The Day One Tweet Changed Everything

Sometimes, my Facebook account surprises me. Today, it reminded me of a traumatic event I had tried hard to forget. But I had also forgotten how much good came from it. And all because of one tweet.

Three years ago today, on US Thanksgiving, I was robbed in the security line at LAX. My purse was spirited away in seconds, by someone who just as quickly disappeared into the crowd and was never seen again.

As usual, I had requested a wheelchair and an attendant to escort me through security. Their role is to help get me through the line, assist me in getting my belongings scanned and collected at the other end, and then get me to my gate. I usually have a decent experience – but not this time.

This attendent in LAX didn’t know how to escort a blind person through security, was rude, and worse, actually pushed me and the wheelchair into a cart of plastic bins to get them out of his way. I was appalled. Then, he chose not to stay by me when I was retrieving my belongings – instead, he yelled at me to hurry up and get back into the wheelchair because he “wanted to go home”. I guess he had a turkey dinner waiting for him.

Well, in my haste and confusion and with no assistance, my purse was stolen right off the line. My iPhone, iPod Touch, Surefire flashlight, wallet, cards, keys, sunglasses and my specially made reading glasses, all gone in a matter of seconds. Thankfully, they did NOT get my passport.

I was scared, devastated, crying, and helpless – and at the mercy of a negligent attendant who wanted nothing else but to go home on a Thanksgiving afternoon. I had no idea what to do.

But suddenly, happily, things began to turn around.

A very kind attendant relieved my surly guy, who apparently did go home. She then got her supervisor involved. Her name was Diane, she was an angel, and she ROCKED. She first apologized for her employee’s attitude and neglect. And in a kind act that astounded me, Diane reached into her purse and handed me $10. I KNEW she didn’t have that much money, and it was a big sacrifice on her part.

But the most important thing Diane did that day was letting me use her cell phone so I could do the best and most expedient thing I could think of. I sent out one desperate tweet about my predicament.

That tweet got the attention of friends and acquaintances, who offered help and moral support. My dear friends Lorraine and IdaRose sprang into action. Lorraine managed to cancel bank and credit cards, while IdaRose and her husband Neil arranged a cab (actually a white limo!) to pick me up at the airport to take me to their annual Thanksgiving feast. I was wined and dined and hugged many times that evening by a crowd of very supportive people, got to hang out with friends I love, and even had a night at a nearby hotel paid for so I could rest and recover from the day.

THAT is what I was thankful for on that Thanksgiving Day – and what I recall today with tears in my eyes.

Things are just things, life has its scary moments and hard times, but it’s people, in person and online, those in hugging distance, and those who offer them from afar, that make life worthwhile. 

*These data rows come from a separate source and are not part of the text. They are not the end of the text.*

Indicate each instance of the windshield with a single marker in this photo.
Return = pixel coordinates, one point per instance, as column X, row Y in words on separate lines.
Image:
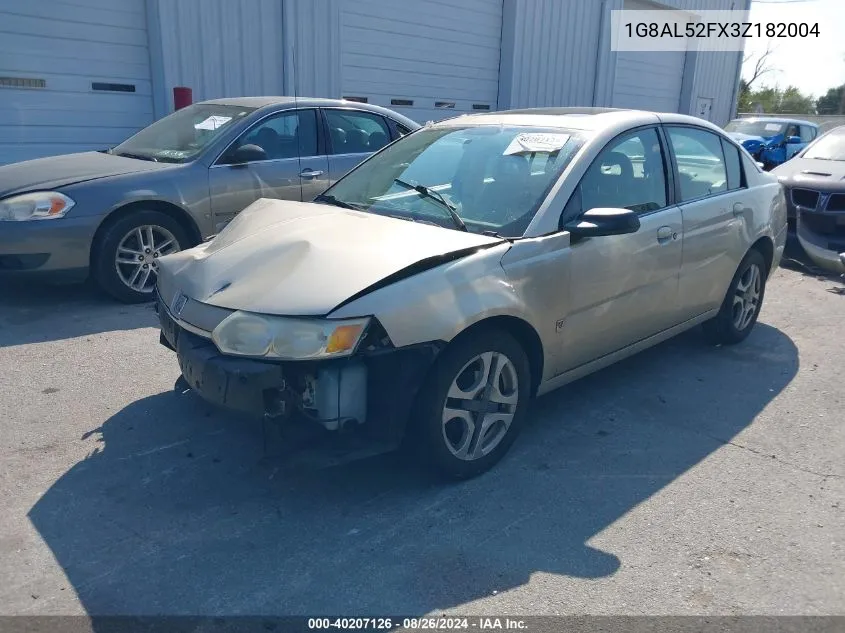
column 180, row 136
column 831, row 146
column 493, row 177
column 756, row 128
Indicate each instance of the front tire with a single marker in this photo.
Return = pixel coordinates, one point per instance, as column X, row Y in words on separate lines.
column 472, row 405
column 125, row 258
column 742, row 303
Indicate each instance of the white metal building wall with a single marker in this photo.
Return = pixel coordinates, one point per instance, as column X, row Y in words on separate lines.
column 74, row 75
column 648, row 80
column 428, row 59
column 557, row 53
column 218, row 48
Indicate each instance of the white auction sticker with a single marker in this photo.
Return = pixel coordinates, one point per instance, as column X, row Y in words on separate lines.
column 529, row 142
column 213, row 122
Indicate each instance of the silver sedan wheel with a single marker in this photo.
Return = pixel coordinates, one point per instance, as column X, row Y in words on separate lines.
column 480, row 406
column 747, row 297
column 137, row 255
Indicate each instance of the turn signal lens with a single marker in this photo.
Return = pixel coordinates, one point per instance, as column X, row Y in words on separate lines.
column 344, row 338
column 39, row 205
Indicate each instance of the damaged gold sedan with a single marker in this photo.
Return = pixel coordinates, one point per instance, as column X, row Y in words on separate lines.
column 432, row 292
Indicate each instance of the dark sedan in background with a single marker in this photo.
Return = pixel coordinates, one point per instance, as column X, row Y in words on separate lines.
column 815, row 186
column 114, row 213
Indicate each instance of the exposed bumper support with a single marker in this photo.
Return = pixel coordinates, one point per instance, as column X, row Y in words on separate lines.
column 376, row 389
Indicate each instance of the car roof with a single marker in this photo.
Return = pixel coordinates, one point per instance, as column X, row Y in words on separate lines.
column 775, row 119
column 587, row 119
column 310, row 102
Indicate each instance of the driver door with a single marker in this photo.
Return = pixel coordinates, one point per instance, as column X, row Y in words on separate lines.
column 623, row 288
column 294, row 169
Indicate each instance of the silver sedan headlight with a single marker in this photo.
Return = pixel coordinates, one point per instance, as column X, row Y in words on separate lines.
column 285, row 338
column 38, row 205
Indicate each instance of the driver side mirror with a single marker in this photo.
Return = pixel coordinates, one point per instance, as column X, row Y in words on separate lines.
column 248, row 153
column 604, row 221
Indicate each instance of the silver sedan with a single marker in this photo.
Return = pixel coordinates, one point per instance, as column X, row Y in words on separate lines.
column 113, row 214
column 477, row 262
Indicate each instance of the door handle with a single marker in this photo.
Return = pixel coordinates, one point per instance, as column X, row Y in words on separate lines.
column 310, row 173
column 665, row 234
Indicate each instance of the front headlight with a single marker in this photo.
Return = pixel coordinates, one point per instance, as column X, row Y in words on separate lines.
column 39, row 205
column 285, row 338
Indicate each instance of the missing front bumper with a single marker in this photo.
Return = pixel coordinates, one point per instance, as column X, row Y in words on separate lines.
column 376, row 389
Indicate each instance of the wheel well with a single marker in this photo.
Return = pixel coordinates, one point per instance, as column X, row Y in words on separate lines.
column 177, row 213
column 525, row 334
column 766, row 248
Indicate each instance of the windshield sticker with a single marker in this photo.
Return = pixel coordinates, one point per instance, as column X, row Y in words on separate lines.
column 536, row 142
column 213, row 122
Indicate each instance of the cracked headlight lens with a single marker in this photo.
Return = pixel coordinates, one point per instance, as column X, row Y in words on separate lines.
column 287, row 338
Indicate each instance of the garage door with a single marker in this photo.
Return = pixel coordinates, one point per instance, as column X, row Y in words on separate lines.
column 649, row 80
column 74, row 75
column 426, row 59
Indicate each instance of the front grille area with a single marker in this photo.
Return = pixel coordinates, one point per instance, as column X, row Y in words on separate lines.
column 836, row 202
column 805, row 198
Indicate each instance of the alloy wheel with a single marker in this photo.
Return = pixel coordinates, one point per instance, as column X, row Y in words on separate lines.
column 746, row 299
column 480, row 406
column 136, row 259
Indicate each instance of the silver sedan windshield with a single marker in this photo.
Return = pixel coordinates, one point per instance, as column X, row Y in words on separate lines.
column 180, row 136
column 493, row 178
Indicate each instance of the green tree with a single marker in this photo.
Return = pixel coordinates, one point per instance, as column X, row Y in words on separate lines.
column 832, row 102
column 775, row 100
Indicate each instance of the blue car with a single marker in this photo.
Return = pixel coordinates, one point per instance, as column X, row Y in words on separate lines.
column 770, row 140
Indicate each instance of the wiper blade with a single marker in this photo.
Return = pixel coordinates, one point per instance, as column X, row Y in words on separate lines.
column 497, row 234
column 138, row 156
column 330, row 199
column 428, row 192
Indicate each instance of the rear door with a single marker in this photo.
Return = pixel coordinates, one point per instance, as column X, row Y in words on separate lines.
column 624, row 288
column 295, row 168
column 352, row 136
column 714, row 201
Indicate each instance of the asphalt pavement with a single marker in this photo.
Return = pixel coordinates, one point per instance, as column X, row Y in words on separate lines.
column 686, row 480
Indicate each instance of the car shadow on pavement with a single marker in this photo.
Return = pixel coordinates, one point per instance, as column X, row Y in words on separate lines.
column 34, row 312
column 182, row 510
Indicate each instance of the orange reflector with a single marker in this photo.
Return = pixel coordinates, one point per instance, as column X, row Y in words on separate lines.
column 56, row 206
column 343, row 338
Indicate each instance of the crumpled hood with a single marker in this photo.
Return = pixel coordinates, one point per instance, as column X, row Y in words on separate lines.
column 42, row 174
column 296, row 258
column 824, row 175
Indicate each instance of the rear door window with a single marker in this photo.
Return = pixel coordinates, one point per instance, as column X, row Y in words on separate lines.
column 356, row 132
column 733, row 165
column 701, row 163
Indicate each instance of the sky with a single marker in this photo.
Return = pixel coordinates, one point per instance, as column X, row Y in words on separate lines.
column 813, row 65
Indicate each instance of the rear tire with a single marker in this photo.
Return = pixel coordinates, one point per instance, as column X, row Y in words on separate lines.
column 742, row 303
column 472, row 405
column 127, row 252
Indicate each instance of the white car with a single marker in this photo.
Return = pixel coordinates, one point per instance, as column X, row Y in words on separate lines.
column 432, row 292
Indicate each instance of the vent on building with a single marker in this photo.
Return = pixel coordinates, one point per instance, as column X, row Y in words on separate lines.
column 22, row 82
column 97, row 85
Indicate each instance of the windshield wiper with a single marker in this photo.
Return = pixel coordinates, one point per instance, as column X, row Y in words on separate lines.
column 428, row 192
column 138, row 156
column 330, row 199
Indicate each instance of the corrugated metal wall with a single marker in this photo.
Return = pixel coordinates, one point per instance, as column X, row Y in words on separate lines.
column 556, row 53
column 549, row 50
column 220, row 48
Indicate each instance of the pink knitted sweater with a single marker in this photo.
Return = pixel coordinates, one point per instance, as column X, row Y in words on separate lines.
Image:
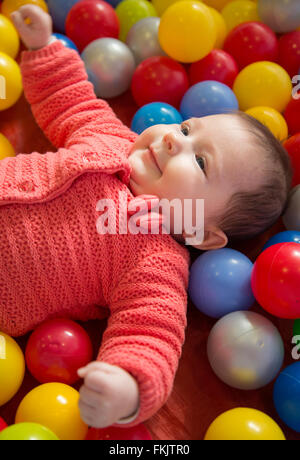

Thanks again Diane, for making me feel I mattered when all I felt was lost. Thanks, Lorraine, IdaRose, and Neil, for being there when I needed you the most. Thanks to everyone who saw my tweet, tweeted, retweeted, and made my heart sing. Thanks also to my dear friends Dick (who left us this year) and Barbara, who have always given me a place to call home. I will never forget your love and support. And I’ll always try to pay it forward.